Marcos complementa que, para garantir o equilíbrio no uso de água e nutrientes, utiliza o sistema Haks de irrigação, que automatiza parte do processo. “Uso o sistema há quatro meses. Ele mostra a quantidade certa de água que deve ser aplicada em cada momento. Assim, você evita desperdício e consegue manter a planta sempre no ponto ideal de desenvolvimento. No fim das contas, a economia de energia e de insumos é enorme.”
A adoção de práticas sustentáveis tem mostrado resultados positivos para o produtor rural, tanto na economia de gastos quanto na produtividade. “Diminuindo o uso de defensivos e ajustando a irrigação, as plantas dão frutos maiores e mais saudáveis. No começo do ano, perdi umas 2 mil mudas de morango, mas as que vingaram produziram muito bem. O frio, à noite, ajudou, pois o morango gosta da diferença de temperatura entre dia e noite, a chamada inversão térmica”, explicou o produtor.
Além de economizar água, essas práticas reduzem custos. “Antes, eu gastava cerca de R$ 800 por mês de energia. Com irrigação por gotejamento e controle do tempo e quantidade de água, consegui reduzir quase 40% desse custo. Muita gente acha que sustentabilidade é gasto, mas, na prática, ela faz economizar”, ressaltou.
Desafios na preservação
Segundo o engenheiro-agrônomo da Emater-DF Antonio Dantas, ainda existem gargalos importantes na conservação das nascentes e na redução do impacto agrícola sobre os recursos hídricos. “Trabalhamos com a redução do uso de agrotóxicos e oferecemos capacitações para que os agricultores aprendam técnicas mais seguras. Mas muitos ainda aplicam adubos químicos sem análise prévia do solo ou consideração dos micro-organismos que o mantêm fértil, o que prejudica a sustentabilidade”, explicou.
Outro ponto central é a preservação e a recuperação das Áreas de Preservação Permanente (APPs), atribuições institucionais do Instituto Brasília Ambiental (Ibram), que incluem as margens de rios e nascentes. Essas áreas ajudam a manter a infiltração, evitar erosão e assoreamento dos cursos d’água e proteger a qualidade da água. Para enfrentar esses desafios, existem programas de recuperação em parceria com a Adasa, o Ministério do Meio Ambiente e organizações locais.

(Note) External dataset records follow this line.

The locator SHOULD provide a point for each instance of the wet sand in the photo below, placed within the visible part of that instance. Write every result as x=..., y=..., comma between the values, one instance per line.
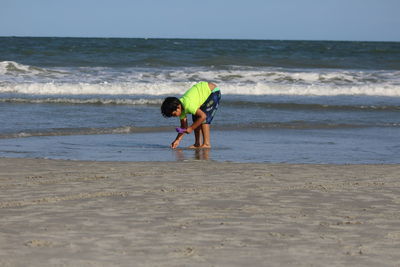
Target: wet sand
x=197, y=213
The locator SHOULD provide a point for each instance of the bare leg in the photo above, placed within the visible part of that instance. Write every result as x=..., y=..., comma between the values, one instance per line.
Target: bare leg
x=205, y=129
x=197, y=136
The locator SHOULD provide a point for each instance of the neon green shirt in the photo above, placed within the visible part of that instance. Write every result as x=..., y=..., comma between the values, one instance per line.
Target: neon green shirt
x=194, y=98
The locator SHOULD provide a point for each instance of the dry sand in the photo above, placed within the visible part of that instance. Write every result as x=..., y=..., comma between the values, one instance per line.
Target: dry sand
x=69, y=213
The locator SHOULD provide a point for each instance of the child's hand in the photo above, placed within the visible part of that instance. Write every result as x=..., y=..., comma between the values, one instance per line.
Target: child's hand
x=189, y=130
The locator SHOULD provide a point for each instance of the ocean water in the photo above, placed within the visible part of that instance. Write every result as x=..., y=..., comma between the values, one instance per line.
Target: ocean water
x=282, y=101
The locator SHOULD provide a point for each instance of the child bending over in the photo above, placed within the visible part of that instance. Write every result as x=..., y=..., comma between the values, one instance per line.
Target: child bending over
x=202, y=101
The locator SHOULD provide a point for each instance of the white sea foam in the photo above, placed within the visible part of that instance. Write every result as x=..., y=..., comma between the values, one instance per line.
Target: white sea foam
x=23, y=79
x=158, y=89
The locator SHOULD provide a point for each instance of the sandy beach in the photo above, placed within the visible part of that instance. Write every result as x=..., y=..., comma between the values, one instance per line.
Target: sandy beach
x=197, y=213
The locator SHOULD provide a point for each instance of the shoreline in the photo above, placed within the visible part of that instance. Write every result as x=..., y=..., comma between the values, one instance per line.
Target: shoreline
x=197, y=213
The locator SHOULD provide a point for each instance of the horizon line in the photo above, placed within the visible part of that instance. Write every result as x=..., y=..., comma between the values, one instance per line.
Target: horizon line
x=194, y=38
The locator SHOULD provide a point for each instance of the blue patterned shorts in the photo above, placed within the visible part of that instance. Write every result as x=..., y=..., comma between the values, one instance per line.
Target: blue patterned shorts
x=210, y=106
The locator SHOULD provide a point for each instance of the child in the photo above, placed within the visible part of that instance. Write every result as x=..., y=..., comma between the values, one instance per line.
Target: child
x=202, y=101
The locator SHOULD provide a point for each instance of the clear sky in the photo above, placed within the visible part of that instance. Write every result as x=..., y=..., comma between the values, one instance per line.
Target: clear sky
x=364, y=20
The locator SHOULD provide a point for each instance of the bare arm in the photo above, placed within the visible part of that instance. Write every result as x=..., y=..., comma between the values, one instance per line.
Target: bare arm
x=201, y=117
x=212, y=86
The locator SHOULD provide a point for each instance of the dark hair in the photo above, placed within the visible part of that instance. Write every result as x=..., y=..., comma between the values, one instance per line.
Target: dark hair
x=169, y=105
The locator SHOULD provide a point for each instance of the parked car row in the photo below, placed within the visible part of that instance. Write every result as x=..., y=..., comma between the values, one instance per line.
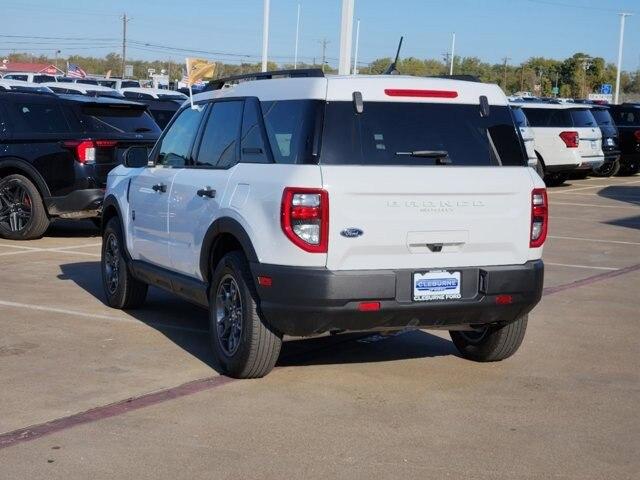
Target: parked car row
x=578, y=139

Um exemplo é o Programa Produtor de Água do Pipiripau, que incentiva agricultores a preservar nascentes e áreas de vegetação nativa. Participantes recebem pagamento por serviços ambientais para adotar práticas como reflorestamento, recuperação de áreas degradadas e construção de estruturas de conservação do solo e da água.